Paper 1 provides a foundational theoretical framework for mechanistic interpretability, specifically addressing Sparse Autoencoders (SAEs), which are currently at the forefront of AI safety and understanding. By formalizing concept learning and explaining empirical phenomena, it offers fundamental insights that could shape future research directions across LLM interpretability. Paper 2 is strong methodologically, but its impact is more confined to generative modeling techniques, whereas Paper 1 addresses a critical bottleneck in understanding complex AI systems.
While Paper 1 offers a strong methodological advance for diffusion models, Paper 2 addresses a highly critical and timely bottleneck in AI safety: the tension between helpfulness and harmlessness in LLM alignment.

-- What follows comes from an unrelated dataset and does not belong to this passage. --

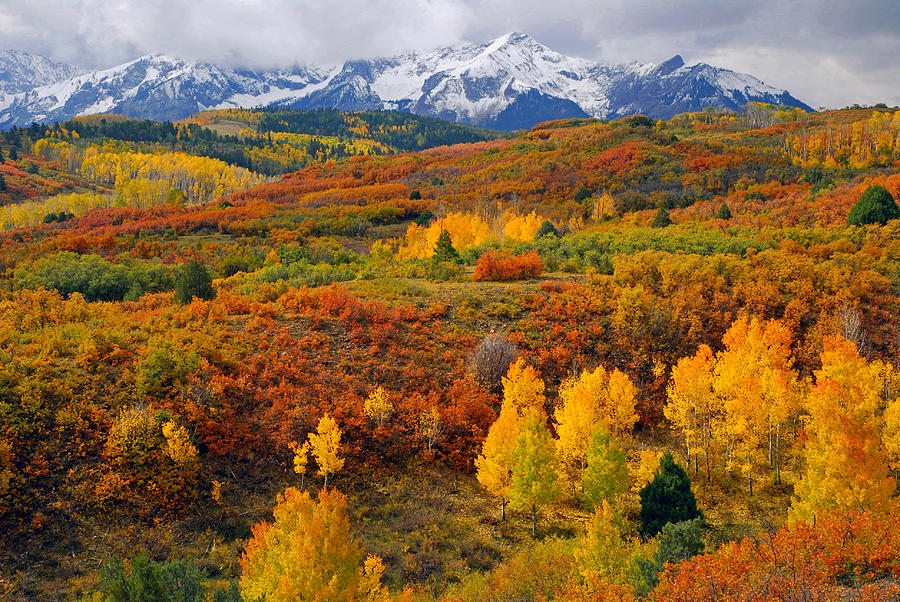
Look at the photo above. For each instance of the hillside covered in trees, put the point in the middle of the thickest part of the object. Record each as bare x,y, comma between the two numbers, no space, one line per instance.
594,360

By applying mechanistic interpretability to understand RLHF reward models, Paper 2 provides insights that could broadly impact the development of safer, more reliable AI systems, giving it a higher potential for immediate real-world application and widespread scientific impact across the rapidly growing field of AI alignment.
Paper 2 likely has higher impact: it introduces a principled, general framework (Jeffrey guidance) that broadens diffusion-model control beyond standard guidance, with demonstrated gains (FID improvements) and applications to fairness constraints—highly timely and broadly relevant across generative modeling, controllable synthesis, and responsible AI. Paper 1 identifies an important failure mode of ICL for structured data and a privacy–adaptability trade-off, but its scope is narrower (tabular structured generation) and primarily diagnostic rather than enabling new capabilities, with evidence limited to two 7B models.
Paper 2 likely has higher impact due to timeliness and broad real-world relevance: it targets citation-augmented LLM deployments in high-stakes domains and provides a large, public, rigorously controlled benchmark (balanced 2x2 factorial design) enabling reproducible study across many models and settings. Its findings generalize across domains and inform evaluation, safety, and product design. Paper 1 is methodologically interesting and novel for diffusion control, but its applications (FID improvement, fairness constraints) are narrower and mainly within generative vision, with less immediate cross-field adoption potential.